Às vezes N repete os sintomas da depressão como um mantra em que se embala para combater a insónia, noutras ocasiões parte-se em duas e cita-os de si para si para apaziguar a sua permanente sensação de culpa. Esta actual cultura do faça-se você mesmo dificulta-lhe ainda mais as possibilidades de recuperação.O paleio dos gurus da psicologia positiva, as entrevistas das figuras públicas nas revistas, fotografadas em shorts proactivos e decotes desafiantes a dizer em Ariel "A felicidade constrói-se", confirmam-na como uma inútil, incapaz de reagir.

Quando se pode atribuir à depressão uma causa concreta é mais fácil combatê-la, mas a tristeza dela é endógena. Aprendeu-a em pequena ou até antes. Provavelmente já lhe vem no sangue, um orh tristíssimo que um dia expurgou a N colorida e bem sucedida.

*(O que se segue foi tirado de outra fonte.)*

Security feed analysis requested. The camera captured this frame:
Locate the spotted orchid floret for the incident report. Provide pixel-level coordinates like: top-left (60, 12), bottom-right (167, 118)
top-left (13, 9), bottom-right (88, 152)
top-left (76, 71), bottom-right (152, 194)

Na vida ficcional de todos os dias N não tem lugar. No emprego hostilizam-na. A família e até alguns médicos olham-na de esguelha, os amigos desmobilizaram. Só nas estatísticas e nas notícias de jornal N faz sentido.

Cama 306

Fernando Sousa, 27.09.12

… não estou aqui, imagino que não estou aqui, estou numa cama de um hospital, a cama 306, já não tenho a inteligência ligada à saúde, tenho só o corpo ligado a tubos e a esperança ligada à vida, imagino que os médicos se enganaram, ou que não previram tudo, que tenho mais do que dois meses de vida, imagino um milagre, eu, finalmente entre a morte e a fé, imagino o meu neto que nascerá dentro de três meses, aquele abraço que devo, o muro que não acabei de mandar abaixo, a novela a que só me falta um capítulo e mais umas coisas que o meu sentimento de eternidade foi adiando; imagino que me vieram perguntar, um senhor muito gentil, muito, muito compreensivo, do economato, se não me importava de morrer no prazo certo, ou se possível mais cedo, pois gastam comigo fortunas devidas à dívida soberana. Não estou aqui, estou numa cama de um hospital, público, português, corre Setembro de 2012, já não tenho a inteligência ligada à saúde, apenas rezo, eu, que sempre achei a oração como um desperdício da razão, para que os médicos se tenham enganado, o que às vezes acontece, ou haja um milagre, o que também não é raro, ou então para que me apague como uma pessoa e não uma rubrica do Orçamento de Estado. 

A montanha pariu um rato

Rui Rocha, 27.09.12

 

E mais alguns teclados e um ou outro monitor, . Tirando o corte com a afundação do Magalhães, o resto são 45.600.000€ (quarenta e cinco vírgula seis milhões de euros, assim por extenso que é para não haver dúvidas) e o mais é treta. Uma farturinha. Carrega, Passos. Que o Zé está cá para aguentar mais impostos e taxas e cortes na saúde e 30 crianças dentro de uma sala de aula só para termos o gosto de ver parte do pessoal a ir de férias para a Foz do Arelho através do INATEL e para o Mário Soares poder continuar a promover umas exposições de fotografia lá na baiuca dele.